Oregon Hourly Earnings Zoom Higher
March 29, 2023Earnings in Oregon increased sharply over the past year, surpassing the high rate of inflation. Total private average hourly earnings increased by 9.1% between February 2022 and February 2023. This growth rate was much higher than the comparable national growth in private earnings of 4.6% in that same 12-month period, and faster than the U.S. Consumer Price Index for All Urban Consumers (U.S. CPI-U) which shot up by 6.2% during that time.
The accompanying chart shows the percent growth in average hourly earnings for the major private-sector industries in Oregon. All of these industries saw rapid hourly earnings gains and all but one shot upward by between 6% and 13%. The slowest growth was still heady territory, as hourly earnings in trade, transportation, and utilities rose by 4.4%.
The factors causing these rapid gains in hourly earnings is beyond the scope of this article. Suffice it to say that wages have spiked faster than we have been used to seeing over the past couple of decades.
Looking back over about 10 years shows that private-sector average hourly earnings in Oregon rose from a little more than $22 per hour in 2013 to about $34 per hour in early 2023. Meanwhile, at the national level, hourly earnings rose from about $24 to about $33 in that time. So, Oregon started out in 2013 below the U.S., but recently passed the U.S. average and has continued to increase, according to this metric that is based on the monthly survey of businesses.

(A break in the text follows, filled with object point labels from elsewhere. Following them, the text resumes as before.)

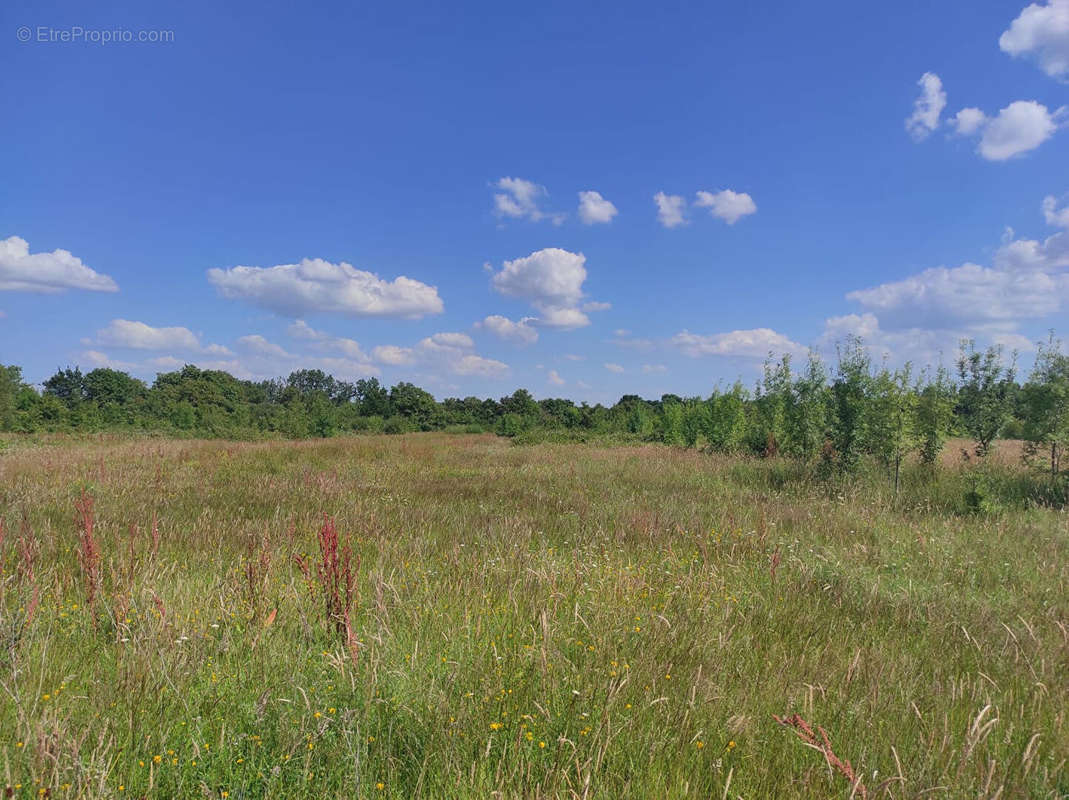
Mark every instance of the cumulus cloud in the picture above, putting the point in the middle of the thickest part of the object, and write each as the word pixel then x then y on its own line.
pixel 520 199
pixel 258 344
pixel 451 351
pixel 1020 127
pixel 754 343
pixel 594 209
pixel 1041 32
pixel 315 285
pixel 918 345
pixel 135 335
pixel 967 121
pixel 476 365
pixel 393 355
pixel 446 342
pixel 727 204
pixel 926 313
pixel 46 273
pixel 552 280
pixel 562 319
pixel 966 294
pixel 96 358
pixel 322 340
pixel 1031 255
pixel 927 108
pixel 506 329
pixel 670 210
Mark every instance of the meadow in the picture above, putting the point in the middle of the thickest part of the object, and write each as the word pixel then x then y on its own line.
pixel 567 620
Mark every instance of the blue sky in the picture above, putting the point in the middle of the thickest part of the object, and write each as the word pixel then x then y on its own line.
pixel 768 177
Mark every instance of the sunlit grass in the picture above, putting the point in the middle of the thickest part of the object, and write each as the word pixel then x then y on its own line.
pixel 559 620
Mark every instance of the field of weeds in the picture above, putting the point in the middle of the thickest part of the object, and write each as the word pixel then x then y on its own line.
pixel 452 616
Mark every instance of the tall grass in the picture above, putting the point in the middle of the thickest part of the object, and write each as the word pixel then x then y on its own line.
pixel 554 620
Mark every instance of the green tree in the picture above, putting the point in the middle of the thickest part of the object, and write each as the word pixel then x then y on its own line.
pixel 807 411
pixel 415 404
pixel 11 383
pixel 985 395
pixel 892 429
pixel 934 413
pixel 850 413
pixel 1044 400
pixel 67 385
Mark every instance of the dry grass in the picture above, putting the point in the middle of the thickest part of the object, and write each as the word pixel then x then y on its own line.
pixel 545 621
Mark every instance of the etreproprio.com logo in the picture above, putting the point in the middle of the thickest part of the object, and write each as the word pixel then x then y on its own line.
pixel 80 34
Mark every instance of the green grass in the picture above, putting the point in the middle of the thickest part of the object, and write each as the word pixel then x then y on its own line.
pixel 553 620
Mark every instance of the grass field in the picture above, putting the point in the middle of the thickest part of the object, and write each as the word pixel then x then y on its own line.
pixel 555 620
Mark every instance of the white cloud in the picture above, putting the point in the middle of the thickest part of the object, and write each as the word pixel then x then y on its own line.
pixel 1022 126
pixel 670 210
pixel 393 354
pixel 1041 32
pixel 476 365
pixel 967 121
pixel 46 273
pixel 927 108
pixel 450 351
pixel 552 277
pixel 727 204
pixel 552 280
pixel 140 336
pixel 927 313
pixel 259 345
pixel 1047 256
pixel 315 285
pixel 964 295
pixel 97 358
pixel 505 328
pixel 446 342
pixel 755 343
pixel 562 319
pixel 594 209
pixel 322 340
pixel 1054 215
pixel 518 199
pixel 919 345
pixel 346 369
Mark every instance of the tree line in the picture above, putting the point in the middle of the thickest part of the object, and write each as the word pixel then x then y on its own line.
pixel 829 417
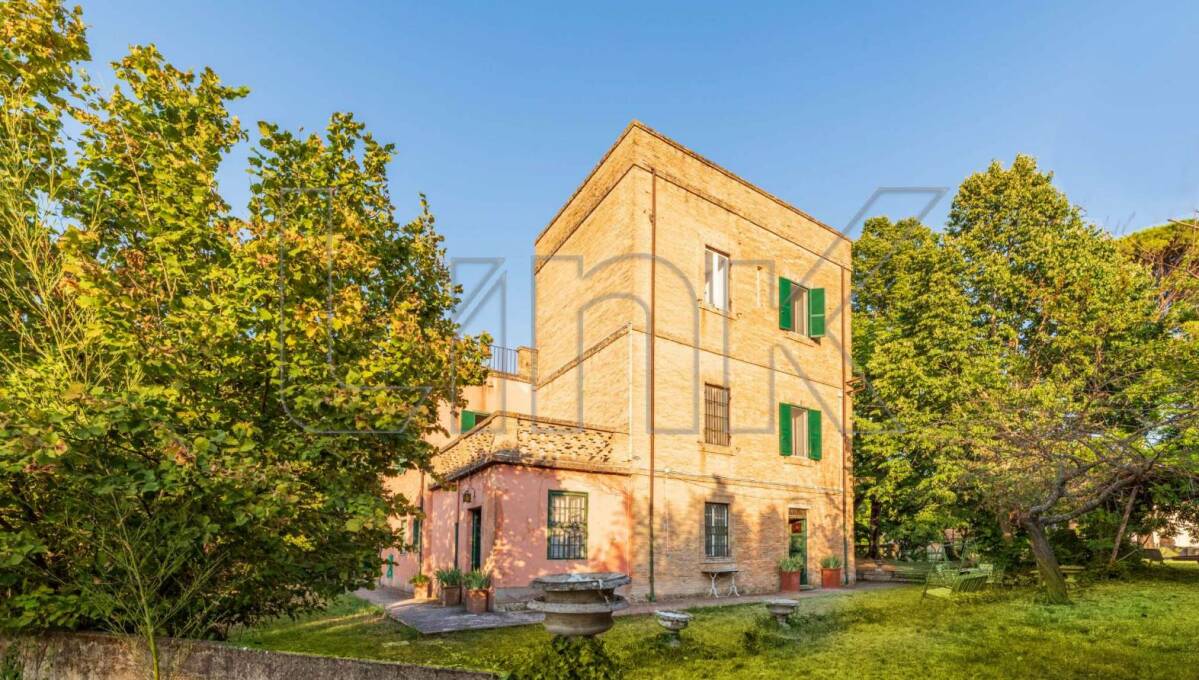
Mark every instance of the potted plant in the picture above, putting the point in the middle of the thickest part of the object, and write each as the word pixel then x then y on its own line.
pixel 790 573
pixel 830 572
pixel 477 583
pixel 422 583
pixel 450 582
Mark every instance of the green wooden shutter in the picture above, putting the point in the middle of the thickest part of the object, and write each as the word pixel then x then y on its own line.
pixel 470 419
pixel 784 429
pixel 815 312
pixel 814 439
pixel 784 305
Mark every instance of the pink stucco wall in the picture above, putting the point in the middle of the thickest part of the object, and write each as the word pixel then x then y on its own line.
pixel 514 506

If wage increases in the U.S. had matched the rate of inflation throughout this period, wages would have only risen to about $31 per hour by early this year. This means that overall inflation was below the rate of wage gains between the starting point of 2013 and the end point in 2022. However, this pattern wasn’t consistent throughout the 10-year period. A careful study of the chart shows that consumer price inflation was more rapid than U.S. wage growth during mid-2021 through mid-2022, when consumer prices spiked dramatically. Also, a more localized CPI-U figure would be helpful here to address the recent large gains in Oregon average earnings and how they compare with local inflation, but the U.S. Department of Labor’s Bureau of Labor Statistics (BLS) does not produce state-level CPI figures.
These numbers come from the monthly Current Employment Statistics program, a federal-state cooperative program in which data are produced by the BLS in cooperation with the Oregon Employment Department. The monthly estimates are based on a sample of businesses that report total pay and total hours for their payroll employees. For Oregon’s February sample data, 792 employers, totaling $189 million of weekly payroll, provided data as a part of the matched sample.